Abp Hoser podziękował swoim poprzednikom na stolicy biskupiej – pierwszemu ordynariuszowi diecezji warszawsko – praskiej biskupowi seniorowi Kazimierzowi Romaniukowi i abp. Sławojowi Leszkowi Głódziowi, obecnemu metropolicie gdańskiemu. Przypomniał też ich liczne zasługi dla diecezji i Kościoła. Nowy ordynariusz podkreślił swój głęboki związek z Warszawą, w której się urodził, wychował i w której odkrył powołanie. „Po trzydziestu czterech latach nieobecności wracam do siebie i do swoich” – powiedział. „Jeśli coś wnoszę i przynoszę, to doświadczenie misji i Kościoła Powszechnego, ostatnio w służbie Stolicy Apostolskiej. Bo Kościół lokalny nie żyje i żyć nie może w izolacji i tylko dla siebie” – podkreślił.

„Umisyjnienie Diecezji będzie jej ważnym zadaniem; takie są bowiem oczekiwania Ojca Świętego i tego domaga się sytuacja zglobalizowanego świata, w tym coraz bardziej intensywna migracja osób i rodzin. Nakazem chwili jest też kontynuowanie dialogu ekumenicznego we współpracy z Kościołami i wyznaniami chrześcijańskimi, naszymi braćmi w wierze” – powiedział.

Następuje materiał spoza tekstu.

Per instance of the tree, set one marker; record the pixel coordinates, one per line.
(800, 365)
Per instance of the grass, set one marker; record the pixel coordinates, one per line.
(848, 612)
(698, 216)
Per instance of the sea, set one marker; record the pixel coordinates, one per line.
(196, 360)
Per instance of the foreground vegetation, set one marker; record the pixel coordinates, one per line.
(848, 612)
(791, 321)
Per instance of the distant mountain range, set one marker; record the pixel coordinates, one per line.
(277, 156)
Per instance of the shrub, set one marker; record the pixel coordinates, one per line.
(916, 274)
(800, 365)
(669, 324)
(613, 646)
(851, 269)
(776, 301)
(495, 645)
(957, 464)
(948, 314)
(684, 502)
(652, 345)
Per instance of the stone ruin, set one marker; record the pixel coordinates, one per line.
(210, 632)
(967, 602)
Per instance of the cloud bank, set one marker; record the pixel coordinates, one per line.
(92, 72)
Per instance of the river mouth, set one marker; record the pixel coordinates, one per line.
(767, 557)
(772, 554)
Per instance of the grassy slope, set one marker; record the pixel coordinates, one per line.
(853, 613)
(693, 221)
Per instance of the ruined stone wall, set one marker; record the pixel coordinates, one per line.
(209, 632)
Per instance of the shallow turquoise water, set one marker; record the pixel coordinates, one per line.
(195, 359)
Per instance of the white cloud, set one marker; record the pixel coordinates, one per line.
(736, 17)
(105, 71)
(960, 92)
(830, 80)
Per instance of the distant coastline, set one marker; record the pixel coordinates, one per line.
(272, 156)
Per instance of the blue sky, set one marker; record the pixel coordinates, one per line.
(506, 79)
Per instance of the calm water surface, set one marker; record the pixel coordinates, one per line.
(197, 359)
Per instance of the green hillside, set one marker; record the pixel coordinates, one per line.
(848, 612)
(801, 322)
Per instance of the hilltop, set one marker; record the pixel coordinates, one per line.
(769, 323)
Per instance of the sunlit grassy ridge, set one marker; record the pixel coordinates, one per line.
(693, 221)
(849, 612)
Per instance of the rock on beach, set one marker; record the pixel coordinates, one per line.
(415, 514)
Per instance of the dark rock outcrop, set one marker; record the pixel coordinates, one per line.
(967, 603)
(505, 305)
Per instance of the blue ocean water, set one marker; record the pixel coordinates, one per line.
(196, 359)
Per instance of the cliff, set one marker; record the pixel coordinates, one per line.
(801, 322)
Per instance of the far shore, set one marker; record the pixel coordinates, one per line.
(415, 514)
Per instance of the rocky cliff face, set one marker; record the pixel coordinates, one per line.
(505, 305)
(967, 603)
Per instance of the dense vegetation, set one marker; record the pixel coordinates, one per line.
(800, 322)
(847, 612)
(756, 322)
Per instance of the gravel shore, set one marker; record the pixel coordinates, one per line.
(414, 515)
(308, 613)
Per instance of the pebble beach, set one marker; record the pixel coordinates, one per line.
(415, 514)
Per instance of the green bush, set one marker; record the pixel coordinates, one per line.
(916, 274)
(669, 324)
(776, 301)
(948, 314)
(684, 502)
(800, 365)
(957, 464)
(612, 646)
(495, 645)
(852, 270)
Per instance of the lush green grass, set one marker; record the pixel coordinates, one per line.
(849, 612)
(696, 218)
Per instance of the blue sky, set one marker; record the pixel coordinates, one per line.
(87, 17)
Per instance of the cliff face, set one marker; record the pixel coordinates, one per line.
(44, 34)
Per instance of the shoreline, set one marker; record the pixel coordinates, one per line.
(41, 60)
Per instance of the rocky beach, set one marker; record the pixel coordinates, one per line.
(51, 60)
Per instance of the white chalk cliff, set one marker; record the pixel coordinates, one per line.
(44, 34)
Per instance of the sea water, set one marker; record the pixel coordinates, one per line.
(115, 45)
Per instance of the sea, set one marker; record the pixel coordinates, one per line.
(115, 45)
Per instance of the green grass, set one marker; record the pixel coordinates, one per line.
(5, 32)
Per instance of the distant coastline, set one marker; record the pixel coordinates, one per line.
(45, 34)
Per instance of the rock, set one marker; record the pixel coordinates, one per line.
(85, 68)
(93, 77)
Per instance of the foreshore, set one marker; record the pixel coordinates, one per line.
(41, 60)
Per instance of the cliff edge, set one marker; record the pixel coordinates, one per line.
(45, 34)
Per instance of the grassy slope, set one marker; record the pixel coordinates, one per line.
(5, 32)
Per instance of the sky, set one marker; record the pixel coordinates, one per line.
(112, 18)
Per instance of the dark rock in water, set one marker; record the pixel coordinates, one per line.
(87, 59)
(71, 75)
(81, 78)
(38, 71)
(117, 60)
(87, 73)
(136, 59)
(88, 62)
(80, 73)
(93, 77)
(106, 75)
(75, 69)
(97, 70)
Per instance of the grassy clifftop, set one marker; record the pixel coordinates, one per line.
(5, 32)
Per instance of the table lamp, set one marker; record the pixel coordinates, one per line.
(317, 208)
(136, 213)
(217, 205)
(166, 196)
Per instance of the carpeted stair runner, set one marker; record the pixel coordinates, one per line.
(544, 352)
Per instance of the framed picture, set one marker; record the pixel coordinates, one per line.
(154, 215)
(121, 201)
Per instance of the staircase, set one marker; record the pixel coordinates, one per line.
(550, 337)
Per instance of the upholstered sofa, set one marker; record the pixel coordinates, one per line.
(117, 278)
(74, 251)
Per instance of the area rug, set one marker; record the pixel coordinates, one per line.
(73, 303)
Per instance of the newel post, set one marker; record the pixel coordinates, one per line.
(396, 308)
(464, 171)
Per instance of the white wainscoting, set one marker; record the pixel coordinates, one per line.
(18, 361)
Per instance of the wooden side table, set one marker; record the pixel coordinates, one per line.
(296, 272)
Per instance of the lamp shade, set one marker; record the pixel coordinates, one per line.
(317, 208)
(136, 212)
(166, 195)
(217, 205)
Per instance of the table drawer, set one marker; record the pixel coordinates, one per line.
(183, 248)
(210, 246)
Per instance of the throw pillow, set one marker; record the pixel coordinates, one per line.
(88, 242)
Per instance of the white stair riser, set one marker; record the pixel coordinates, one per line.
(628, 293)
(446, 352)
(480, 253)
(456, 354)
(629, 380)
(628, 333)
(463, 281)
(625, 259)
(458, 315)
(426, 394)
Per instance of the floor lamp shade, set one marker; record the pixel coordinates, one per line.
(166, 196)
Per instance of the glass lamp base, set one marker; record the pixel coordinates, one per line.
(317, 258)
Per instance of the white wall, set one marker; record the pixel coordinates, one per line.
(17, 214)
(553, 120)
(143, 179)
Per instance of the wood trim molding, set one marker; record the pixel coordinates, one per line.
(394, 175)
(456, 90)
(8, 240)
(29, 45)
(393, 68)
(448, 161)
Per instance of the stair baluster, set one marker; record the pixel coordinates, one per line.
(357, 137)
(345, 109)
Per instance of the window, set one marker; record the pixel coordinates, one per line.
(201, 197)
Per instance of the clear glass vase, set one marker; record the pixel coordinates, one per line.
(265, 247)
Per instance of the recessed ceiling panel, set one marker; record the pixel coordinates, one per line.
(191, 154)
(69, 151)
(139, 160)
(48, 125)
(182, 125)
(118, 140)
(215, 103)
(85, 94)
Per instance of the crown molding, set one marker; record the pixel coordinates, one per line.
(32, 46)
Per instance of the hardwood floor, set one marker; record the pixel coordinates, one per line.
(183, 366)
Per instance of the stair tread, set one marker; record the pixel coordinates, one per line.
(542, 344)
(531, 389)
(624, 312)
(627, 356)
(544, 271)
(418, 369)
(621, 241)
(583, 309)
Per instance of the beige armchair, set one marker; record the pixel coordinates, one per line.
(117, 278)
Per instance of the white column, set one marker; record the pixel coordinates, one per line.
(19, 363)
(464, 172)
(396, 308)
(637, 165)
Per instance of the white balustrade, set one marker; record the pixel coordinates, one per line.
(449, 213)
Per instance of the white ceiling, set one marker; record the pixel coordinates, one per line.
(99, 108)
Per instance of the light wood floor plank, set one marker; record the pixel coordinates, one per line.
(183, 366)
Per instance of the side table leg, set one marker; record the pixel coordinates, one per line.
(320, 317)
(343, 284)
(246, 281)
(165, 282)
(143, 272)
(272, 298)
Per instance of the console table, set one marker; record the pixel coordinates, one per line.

Na zakończenie nawiązał do przyjętej przez siebie dewizy biskupiej „Maior est Deus” („Bóg jest większy”. Wyjaśnił ,że można to rozumieć dwojako: po pierwsze Bóg jest większy od naszego serca z jego ułomnościami, lękami i ciasnotą; po drugie – jest większy od naszego otoczenia i życiowego kontekstu, tego wszystkiego, co może nas przerażać i hamować. „A zatem z odwagą i ufnością idźmy w przyszłość, bo Bóg z przyszłości przychodzi a Kościół nie jest arriere gardą ludzkości” – zakończył nowy ordynariusz warszawsko-praski.